暴力と愛撫の独占、その権力を一つところに持つ、それが神話的な絶対者に似た存在になることだ。


さて、ここからあまりにくだらない話をするけれども、

暴力の独占は国家に任せてしまおう。
もちろん国家の機能の最小のところに残るのは、暴力の独占とその運営であるからだ。
これは古い話でもなんでもない。
共同体が生まれるのは、個人では暴力、強制的な力を扱えないからという理由でしかない。
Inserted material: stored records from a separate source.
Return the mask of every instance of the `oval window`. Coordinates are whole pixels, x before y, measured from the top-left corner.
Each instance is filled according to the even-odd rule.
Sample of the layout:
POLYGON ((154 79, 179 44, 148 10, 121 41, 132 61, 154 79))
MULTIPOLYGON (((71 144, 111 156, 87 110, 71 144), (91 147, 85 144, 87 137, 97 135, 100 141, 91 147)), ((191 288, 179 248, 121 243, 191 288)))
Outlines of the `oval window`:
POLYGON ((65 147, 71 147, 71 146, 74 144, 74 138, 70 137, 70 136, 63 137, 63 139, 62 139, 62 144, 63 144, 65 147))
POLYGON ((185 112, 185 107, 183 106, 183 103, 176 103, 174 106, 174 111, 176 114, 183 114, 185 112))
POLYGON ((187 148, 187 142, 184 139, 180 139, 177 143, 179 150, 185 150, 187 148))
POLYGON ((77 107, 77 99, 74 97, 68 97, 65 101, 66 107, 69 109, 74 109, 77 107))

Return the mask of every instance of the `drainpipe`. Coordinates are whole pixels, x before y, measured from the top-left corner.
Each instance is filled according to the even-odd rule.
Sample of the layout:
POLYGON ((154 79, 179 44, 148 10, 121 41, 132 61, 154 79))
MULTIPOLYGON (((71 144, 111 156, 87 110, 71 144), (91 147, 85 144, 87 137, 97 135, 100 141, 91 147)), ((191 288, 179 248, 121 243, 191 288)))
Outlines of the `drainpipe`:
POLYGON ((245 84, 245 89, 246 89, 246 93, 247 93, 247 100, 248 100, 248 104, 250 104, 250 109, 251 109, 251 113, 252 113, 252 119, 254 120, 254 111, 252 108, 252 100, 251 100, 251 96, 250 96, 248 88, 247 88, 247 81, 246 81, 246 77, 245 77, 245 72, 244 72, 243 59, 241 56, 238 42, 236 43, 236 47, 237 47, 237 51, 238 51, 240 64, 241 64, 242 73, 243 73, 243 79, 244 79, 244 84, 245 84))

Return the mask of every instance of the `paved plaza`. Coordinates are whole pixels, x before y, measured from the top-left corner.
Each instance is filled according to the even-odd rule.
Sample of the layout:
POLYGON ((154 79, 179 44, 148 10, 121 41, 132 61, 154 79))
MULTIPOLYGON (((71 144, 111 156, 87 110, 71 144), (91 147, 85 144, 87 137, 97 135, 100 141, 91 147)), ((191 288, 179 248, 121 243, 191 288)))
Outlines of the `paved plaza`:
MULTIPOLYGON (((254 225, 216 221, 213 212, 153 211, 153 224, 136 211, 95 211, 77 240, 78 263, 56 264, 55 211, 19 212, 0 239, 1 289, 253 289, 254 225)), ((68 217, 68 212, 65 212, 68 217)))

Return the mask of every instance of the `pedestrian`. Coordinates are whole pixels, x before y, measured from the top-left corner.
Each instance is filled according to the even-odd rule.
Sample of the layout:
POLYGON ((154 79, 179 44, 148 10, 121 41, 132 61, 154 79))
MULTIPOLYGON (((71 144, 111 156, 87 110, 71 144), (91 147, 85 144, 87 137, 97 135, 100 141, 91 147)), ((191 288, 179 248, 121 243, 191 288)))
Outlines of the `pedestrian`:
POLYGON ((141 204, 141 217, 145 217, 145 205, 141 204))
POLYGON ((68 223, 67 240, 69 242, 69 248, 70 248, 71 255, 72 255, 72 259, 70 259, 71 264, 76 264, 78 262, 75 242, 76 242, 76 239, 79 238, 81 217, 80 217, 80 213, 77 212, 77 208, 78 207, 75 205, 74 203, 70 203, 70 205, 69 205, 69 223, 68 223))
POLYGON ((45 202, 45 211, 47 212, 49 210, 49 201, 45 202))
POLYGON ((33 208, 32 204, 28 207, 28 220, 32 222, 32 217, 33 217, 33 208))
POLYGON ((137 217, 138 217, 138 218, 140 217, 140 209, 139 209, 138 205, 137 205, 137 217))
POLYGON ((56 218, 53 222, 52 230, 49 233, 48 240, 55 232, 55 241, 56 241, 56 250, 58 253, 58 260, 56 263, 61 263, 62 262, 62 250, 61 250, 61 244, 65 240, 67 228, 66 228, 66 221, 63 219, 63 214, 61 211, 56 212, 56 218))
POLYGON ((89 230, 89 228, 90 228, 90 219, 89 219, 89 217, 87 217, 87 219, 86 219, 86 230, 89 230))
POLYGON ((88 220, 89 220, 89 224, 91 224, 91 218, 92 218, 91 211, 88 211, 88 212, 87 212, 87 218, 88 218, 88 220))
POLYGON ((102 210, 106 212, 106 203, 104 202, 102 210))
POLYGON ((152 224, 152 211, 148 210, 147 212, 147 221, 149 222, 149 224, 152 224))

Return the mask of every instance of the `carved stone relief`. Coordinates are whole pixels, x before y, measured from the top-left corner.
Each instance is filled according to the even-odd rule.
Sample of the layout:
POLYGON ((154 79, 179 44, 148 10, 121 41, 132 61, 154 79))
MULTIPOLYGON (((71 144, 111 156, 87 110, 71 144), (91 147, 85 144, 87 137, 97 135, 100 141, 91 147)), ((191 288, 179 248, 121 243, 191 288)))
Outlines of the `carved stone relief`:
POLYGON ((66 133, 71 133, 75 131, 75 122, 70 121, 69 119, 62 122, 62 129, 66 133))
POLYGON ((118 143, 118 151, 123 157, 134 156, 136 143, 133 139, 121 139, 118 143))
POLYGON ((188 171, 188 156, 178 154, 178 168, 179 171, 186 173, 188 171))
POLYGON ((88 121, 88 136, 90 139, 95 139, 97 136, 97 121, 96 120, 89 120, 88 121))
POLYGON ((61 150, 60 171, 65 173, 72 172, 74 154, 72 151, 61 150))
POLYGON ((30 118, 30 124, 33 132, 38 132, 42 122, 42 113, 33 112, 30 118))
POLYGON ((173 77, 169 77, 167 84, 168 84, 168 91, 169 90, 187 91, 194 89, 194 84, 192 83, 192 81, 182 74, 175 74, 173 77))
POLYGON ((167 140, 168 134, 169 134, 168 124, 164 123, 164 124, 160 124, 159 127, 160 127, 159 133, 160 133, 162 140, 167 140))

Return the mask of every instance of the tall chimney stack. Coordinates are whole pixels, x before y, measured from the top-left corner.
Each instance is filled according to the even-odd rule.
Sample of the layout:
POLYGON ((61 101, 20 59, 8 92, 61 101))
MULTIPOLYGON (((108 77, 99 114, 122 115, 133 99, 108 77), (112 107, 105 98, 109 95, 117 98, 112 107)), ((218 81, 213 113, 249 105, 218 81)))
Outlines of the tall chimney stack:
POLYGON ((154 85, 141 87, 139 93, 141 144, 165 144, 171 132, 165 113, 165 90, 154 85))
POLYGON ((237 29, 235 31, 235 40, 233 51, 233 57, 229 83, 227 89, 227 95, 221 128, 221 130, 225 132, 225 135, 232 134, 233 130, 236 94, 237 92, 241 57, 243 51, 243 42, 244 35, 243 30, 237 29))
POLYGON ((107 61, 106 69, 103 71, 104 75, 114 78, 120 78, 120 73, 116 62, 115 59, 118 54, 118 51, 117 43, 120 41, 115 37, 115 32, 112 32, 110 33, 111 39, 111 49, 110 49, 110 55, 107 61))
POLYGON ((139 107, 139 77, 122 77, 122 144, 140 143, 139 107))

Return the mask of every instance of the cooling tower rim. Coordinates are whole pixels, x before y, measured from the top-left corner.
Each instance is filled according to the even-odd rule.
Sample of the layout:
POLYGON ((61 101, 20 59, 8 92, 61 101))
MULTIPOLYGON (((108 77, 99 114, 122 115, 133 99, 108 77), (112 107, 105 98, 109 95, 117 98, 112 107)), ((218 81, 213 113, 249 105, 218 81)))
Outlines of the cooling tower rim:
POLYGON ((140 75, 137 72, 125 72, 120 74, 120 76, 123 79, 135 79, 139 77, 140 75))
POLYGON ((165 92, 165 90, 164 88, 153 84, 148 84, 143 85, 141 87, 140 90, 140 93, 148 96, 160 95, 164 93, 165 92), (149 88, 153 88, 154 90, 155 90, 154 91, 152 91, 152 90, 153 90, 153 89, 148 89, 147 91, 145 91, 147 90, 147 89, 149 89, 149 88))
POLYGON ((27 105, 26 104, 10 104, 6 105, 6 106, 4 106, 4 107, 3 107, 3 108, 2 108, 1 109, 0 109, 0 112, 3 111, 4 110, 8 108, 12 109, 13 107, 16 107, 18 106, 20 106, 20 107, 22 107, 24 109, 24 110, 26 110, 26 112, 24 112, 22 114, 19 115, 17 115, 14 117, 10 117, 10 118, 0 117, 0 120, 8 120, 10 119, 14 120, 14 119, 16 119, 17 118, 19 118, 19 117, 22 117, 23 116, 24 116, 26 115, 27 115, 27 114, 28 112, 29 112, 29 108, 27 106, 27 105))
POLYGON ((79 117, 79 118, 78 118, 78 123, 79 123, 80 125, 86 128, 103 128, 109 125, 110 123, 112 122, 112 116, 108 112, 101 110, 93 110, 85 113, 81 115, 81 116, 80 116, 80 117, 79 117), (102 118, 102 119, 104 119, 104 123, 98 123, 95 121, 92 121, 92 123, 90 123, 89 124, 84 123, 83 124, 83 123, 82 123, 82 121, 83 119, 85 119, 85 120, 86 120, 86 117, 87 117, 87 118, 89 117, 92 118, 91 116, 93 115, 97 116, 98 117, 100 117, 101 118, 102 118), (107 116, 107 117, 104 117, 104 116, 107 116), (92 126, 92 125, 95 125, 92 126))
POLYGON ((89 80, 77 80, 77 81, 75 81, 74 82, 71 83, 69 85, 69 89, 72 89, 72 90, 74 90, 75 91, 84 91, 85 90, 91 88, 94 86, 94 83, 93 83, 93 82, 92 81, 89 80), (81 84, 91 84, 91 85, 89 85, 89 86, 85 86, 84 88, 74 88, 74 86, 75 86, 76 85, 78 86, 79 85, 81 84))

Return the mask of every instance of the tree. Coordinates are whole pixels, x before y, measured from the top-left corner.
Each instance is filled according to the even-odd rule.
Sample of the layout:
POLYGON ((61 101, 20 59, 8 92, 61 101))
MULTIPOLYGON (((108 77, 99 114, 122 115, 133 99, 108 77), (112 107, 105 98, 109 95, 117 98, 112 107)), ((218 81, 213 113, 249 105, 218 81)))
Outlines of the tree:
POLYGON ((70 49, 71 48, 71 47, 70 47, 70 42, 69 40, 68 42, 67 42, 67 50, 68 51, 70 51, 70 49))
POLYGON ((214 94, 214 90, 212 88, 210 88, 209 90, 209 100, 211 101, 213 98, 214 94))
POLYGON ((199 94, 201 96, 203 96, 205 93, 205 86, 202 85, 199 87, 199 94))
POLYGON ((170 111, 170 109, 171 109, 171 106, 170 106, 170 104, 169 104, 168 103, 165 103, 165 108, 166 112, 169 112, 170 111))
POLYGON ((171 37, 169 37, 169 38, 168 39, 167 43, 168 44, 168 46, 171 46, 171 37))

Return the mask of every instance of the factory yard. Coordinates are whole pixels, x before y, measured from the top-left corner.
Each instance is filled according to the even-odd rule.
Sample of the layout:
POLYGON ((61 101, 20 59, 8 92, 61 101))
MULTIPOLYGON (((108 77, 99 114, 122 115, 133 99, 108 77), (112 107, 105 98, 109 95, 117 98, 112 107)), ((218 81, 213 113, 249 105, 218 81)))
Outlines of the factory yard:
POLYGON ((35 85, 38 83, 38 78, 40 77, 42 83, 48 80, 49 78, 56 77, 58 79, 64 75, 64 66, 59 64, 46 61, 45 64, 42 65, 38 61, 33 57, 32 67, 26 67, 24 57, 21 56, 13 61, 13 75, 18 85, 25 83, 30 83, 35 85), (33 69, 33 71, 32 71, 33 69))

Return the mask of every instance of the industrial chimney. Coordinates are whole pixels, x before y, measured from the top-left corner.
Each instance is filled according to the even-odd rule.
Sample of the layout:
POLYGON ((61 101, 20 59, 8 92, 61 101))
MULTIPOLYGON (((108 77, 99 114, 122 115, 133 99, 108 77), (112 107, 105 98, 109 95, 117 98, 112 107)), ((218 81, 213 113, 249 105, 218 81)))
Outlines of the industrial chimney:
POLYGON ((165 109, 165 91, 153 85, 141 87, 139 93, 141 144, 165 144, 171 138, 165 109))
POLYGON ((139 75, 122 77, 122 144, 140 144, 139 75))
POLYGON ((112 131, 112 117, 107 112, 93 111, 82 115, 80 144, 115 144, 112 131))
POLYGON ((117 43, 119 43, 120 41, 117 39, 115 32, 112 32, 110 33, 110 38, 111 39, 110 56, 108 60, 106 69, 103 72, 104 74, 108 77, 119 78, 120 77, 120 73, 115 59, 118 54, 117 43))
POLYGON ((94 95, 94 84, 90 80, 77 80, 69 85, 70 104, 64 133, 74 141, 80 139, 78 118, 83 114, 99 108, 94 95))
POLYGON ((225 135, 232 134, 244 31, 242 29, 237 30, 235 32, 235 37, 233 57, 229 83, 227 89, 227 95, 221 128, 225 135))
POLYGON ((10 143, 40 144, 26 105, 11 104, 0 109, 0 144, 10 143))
誰かを愛したりできずに、しかも自分の使っている言葉の意味もわからないような人たちに、
こんなものはくれてやればいい。


さて、もうひとつの力、愛撫について。

これだけを僕たちは握りしめていこう。
ビッグ・ブラザーが何といおうと、
愛撫というこの理想的形而上学的な物理力だけは、
しかも物理の世界以上のもの、精神という不思議で魅力的な存在に触れられるこの力だけは、
僕たちが可能な唯一の美しい力として、
しっかり握りしめていこう。
メシもなにもいらない。
たとえばそれ以上の楽しいことが、あなたには散見できますか、この世界に。


つまり、これからのセイギのはなし。